Simon Sinek is a British-American author and motivational speaker best known for popularizing the concept of the Golden Circle — a framework built around three concentric layers: Why (purpose/belief), How (process/values), and What (product/service). His central thesis is that inspired leaders and organizations start with WHY they do what they do, rather than leading with what they do or how they do it. This idea drew from ethnographer Terence McNahan's concept that people don't buy what you do, they buy why you do it.

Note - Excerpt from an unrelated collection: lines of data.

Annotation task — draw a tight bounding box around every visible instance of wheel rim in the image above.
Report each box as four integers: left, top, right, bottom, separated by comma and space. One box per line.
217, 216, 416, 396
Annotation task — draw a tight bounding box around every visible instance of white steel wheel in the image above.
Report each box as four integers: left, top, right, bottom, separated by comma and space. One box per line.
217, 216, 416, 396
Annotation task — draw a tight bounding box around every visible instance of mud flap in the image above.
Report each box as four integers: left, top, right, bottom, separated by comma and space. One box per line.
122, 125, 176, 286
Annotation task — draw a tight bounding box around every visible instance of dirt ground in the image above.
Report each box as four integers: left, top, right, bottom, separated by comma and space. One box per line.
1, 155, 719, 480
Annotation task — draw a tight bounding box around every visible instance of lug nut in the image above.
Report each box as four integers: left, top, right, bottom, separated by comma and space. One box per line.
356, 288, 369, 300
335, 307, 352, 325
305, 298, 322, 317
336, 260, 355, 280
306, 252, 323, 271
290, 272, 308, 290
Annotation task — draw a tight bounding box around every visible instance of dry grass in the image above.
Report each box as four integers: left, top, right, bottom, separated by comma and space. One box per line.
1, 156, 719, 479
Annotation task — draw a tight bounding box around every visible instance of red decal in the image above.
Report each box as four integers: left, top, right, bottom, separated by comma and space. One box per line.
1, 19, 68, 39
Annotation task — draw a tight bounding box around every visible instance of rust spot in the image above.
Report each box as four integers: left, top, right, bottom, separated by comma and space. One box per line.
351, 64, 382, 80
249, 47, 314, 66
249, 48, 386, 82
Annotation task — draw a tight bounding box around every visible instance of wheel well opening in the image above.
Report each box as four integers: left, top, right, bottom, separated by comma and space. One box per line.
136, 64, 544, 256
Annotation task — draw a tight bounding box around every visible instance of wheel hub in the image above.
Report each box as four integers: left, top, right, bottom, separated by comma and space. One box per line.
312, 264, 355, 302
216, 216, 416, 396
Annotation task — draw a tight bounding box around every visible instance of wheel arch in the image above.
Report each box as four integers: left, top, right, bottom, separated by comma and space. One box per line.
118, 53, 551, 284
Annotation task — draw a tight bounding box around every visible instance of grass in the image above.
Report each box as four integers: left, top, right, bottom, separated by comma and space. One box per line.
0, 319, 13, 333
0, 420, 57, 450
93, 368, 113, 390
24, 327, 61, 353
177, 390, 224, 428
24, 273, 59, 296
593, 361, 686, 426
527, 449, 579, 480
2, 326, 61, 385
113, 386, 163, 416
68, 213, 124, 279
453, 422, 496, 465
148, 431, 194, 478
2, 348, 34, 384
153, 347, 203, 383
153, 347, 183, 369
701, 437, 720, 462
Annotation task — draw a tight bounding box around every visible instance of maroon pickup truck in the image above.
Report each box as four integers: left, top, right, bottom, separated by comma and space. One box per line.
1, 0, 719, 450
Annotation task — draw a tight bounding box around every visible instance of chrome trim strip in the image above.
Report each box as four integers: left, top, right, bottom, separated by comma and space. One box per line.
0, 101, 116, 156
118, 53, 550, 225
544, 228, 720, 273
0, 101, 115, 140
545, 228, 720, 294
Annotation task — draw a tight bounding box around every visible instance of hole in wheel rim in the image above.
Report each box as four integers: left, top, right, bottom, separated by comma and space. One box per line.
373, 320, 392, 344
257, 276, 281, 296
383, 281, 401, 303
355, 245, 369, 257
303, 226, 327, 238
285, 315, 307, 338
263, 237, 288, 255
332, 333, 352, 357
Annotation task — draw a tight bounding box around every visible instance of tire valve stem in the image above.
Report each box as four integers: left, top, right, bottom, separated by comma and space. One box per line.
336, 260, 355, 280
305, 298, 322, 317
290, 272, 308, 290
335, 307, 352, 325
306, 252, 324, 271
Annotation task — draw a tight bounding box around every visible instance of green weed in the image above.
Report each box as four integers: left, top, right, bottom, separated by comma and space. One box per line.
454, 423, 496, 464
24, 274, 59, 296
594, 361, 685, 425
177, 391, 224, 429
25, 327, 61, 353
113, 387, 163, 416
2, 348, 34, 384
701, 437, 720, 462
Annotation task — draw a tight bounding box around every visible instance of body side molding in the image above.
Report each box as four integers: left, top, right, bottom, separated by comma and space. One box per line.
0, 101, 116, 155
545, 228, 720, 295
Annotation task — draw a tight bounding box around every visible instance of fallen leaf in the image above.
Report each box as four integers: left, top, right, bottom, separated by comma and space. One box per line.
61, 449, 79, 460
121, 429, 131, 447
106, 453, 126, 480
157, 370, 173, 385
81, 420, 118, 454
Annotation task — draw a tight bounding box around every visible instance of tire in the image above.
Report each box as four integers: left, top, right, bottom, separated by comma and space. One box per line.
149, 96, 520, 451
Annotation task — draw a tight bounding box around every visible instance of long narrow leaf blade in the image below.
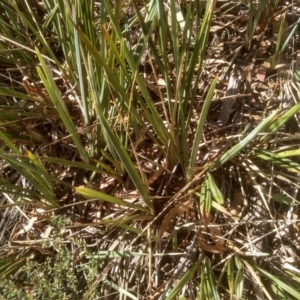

His 2009 book Start With Why: How Great Leaders Inspire Everyone to Take Action laid the foundation for this philosophy and became a business classic. His TEDx talk "How Great Leaders Inspire Action" (delivered at TEDxPugetSound, later reposted to the main TED platform) became the third most-watched talk on TED.com with over 50 million views. In it he analyzed why companies like Apple, Martin Luther King Jr., and the Wright brothers succeeded at inspiring action where others failed.
Sinek subsequently authored Leaders Eat Last: Why Some Teams Pull Together and Others Don't (2014), which explores the biology of leadership and why great leaders create circles of safety that enable collaboration and risk-taking. He also wrote The Infinite Game (2019), applying similar thinking to long-term strategic vision versus short-term competition. His work is frequently cited in Silicon Valley, military leadership, and education circles.